Tiene quizás una modesta oportunidad. En este nuevo orden de derechas, Turquía es claramente la fuerza perdedora. Apostó muy alto al abandonar su alianza con Bachar Al-Assad en agosto de 2011 para tratar de extender su influencia regional a través de los Hermanos Musulmanes y sus ramas locales, cuya victoria parecía irresistible tanto en Oriente Próximo como en el norte de África. Calculó mal. El golpe de Estado en Egipto y la agonía siria han dejado a Erdogan un poco fuera de juego. Tiene que cambiar de estrategia y de aliados y, en este contexto, parece inclinado -si no obligado- a revisar su política frente a los kurdos, cuya “conciencia nacional” ha cruzado ya todas las fronteras. La reciente visita oficial a Ankara de Barzani, presidente del Kurdistán iraquí, y la polémica que ha generado en Turquía en medios nacionalistas, expresa la voluntad común (de Erdogan y Barzani) de limitar la influencia de la izquierda kurda, pero también un reconocimiento por parte del gobierno turco de la necesidad de arreglar la “cuestión kurda”, para lo que tendrá sin duda que hacer algunas concesiones dentro y fuera del país. Cualesquiera que haga, será una victoria de la que tendremos que alegrarnos.
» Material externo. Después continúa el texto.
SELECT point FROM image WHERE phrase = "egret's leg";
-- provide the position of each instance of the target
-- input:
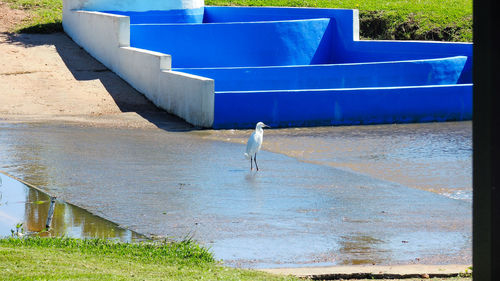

En definitiva, el debilitamiento de los EEUU en la zona no beneficia necesariamente a los pueblos, que corren el peligro, tras su heroico levantamiento contra las dictaduras y por la dignidad, la democracia y la justicia social, de verse atrapados en una nueva trampa para pájaros, igual o peor que la anterior. Los que reducen sus análisis y decisiones al realismo de derechas de la geopolítica, ignorando o despreciando las legítimas protestas de los pueblos, deberían recordar que, en un mundo en el que no hay ninguna fuerza realmente existente a su izquierda, hay en cambio muchas fuerzas regionales a la derecha de los EEUU -con Israel a la cabeza- y potencialmente tan imperialistas como EEUU. Hay momentos en que los anti-estalinistas echamos de menos a la Unión Soviética; ojalá no llegue el momento en el que los anti-imperialistas echemos de menos a los EEUU. Eso dependerá del desenlace final de la lucha entre los actores geoestratégicos, sí, pero sobre todo de la lucha entre la geo-estrategia y los ciudadanos.
(*) Santiago Alba Rico es filósofo y columnista.